そうしてヒスイは一人前になり、父たるその人物は老衰で息を引き取った。彼から商人ギルドの証も譲り受け、ヒスイはいよいよ行商人として各国を巡るようになった。
その中でも、この国は強国であり、王都は商業が盛んな街として知られていた。

正確には、王都は城壁に囲まれた一般市民の都市と、川の上流に少し進んだところにある貴族たちの城下町、そして王城からなっている。王城と城下町からこの市街地まではそれなりに距離があった。

王侯貴族たちが市民の前に姿を現すことはめったになく、戦争のときに少し目にするくらいだが、戦争も傭兵や騎士の仕事であるために庶民には関係なかった。

そしてヒスイは商人であるということ以外に、2つ特徴がある。

まず一つは、珍しいマギであるということだ。マギとはマゴスという言葉の複数形で、人知を超えた魔法や魔術を使用することができる者である。東方世界に多くいるとされ、マギは生まれつき神に許された者だとされる。聖職者になることも多いが、この国ではマギによる騎士団があることで有名だ。いずれにしても、マギはそれなりに良い仕事が与えられる。
ただ、ヒスイは王城で生活するなどまっぴらごめんだった。世界を旅することは刺激的で、この生活から離れることなど考えられなかったからだ。

とりわけヒスイのマギの力は複合型。
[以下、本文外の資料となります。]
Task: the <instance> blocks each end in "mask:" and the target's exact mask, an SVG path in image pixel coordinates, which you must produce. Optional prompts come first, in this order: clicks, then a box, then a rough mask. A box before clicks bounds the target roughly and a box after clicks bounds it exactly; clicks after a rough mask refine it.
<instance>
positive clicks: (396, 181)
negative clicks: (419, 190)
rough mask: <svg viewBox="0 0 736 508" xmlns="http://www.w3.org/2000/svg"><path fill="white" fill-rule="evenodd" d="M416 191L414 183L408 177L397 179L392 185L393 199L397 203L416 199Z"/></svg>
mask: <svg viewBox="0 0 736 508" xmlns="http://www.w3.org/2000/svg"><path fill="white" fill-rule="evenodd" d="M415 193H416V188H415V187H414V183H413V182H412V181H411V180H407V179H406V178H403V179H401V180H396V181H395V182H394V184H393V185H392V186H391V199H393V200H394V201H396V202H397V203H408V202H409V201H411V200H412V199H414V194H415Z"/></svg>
通常、能力は1種類なのだが、ヒスイの場合はなぜか複数が混ざったようなものだった。具体的には、氷の力と炎の力である。氷を出せる他、氷を熱して水や蒸気に変えたり、炎や水を操ることができた。
水は何をするにも必要なため、とても重宝される。特にマギの力であればその水には不純物がないためそのまま飲める。商人たるヒスイは、この水を売って常に一定の資金を持っていた。


そしてもう一つの特徴は眼帯だ。
ヒスイの右目は生まれつき青い色をしている。といっても、きちんとした鏡など庶民が見られるものではないので、水面に映ったものを見て判断しただけだ。だが、父はこの瞳は人に見せてはいけないと言った。
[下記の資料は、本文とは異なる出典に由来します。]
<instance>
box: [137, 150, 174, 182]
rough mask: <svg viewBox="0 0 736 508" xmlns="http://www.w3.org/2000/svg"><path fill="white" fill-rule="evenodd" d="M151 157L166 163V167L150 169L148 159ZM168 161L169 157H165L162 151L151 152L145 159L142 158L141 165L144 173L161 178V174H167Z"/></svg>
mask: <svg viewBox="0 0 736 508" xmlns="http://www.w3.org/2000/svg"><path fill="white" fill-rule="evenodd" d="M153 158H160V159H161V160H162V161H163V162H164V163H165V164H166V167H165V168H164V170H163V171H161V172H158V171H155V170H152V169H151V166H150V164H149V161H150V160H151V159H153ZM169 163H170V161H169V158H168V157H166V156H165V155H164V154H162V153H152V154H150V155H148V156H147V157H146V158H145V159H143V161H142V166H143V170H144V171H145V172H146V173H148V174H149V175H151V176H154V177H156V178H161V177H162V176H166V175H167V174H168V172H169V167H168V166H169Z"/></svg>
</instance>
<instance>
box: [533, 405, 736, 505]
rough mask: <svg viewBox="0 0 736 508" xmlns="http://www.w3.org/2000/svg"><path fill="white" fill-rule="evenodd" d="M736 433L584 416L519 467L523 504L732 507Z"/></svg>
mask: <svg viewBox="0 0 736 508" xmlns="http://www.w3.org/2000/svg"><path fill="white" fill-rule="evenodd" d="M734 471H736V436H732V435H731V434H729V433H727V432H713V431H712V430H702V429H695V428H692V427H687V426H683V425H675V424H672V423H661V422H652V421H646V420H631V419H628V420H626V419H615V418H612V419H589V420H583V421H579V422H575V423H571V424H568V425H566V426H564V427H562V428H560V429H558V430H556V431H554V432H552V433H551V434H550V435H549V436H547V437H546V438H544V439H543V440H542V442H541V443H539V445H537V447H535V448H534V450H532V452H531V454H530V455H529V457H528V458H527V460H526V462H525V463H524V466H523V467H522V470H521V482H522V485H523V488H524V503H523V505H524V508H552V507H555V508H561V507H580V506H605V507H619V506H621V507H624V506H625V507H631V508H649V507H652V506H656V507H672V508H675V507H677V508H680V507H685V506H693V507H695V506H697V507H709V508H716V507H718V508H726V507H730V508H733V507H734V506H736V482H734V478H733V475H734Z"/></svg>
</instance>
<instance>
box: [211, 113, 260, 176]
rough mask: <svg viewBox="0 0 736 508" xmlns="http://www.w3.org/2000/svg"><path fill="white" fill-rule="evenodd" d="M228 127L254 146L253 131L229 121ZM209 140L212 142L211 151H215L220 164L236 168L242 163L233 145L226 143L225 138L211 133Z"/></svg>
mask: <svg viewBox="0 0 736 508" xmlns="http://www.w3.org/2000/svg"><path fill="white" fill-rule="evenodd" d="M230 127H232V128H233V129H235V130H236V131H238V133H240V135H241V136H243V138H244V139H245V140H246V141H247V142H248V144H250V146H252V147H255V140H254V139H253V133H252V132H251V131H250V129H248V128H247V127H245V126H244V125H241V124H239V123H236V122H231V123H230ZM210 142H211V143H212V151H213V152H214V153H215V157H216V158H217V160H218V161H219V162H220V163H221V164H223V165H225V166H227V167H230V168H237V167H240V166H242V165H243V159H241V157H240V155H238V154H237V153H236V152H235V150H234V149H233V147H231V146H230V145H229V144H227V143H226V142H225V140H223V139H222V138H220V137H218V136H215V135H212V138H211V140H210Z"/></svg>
なぜなら青い瞳は、この国の王族の証だからだ。王家にしか青い瞳は現れない。片方だけに青い瞳があることが謎だということで、父はいらぬ憶測を掻きたてぬよう、ヒスイには右目に皮の黒い眼帯をさせて過ごさせた。
すっかり隻眼生活になれてしまったヒスイは、その言いつけを守って今も眼帯をして暮らしている。

そういった点以外はいたって普通の商人。そんな自分の生活が、翌日からがらりと変わるとは、夢にも思わなかったのだった。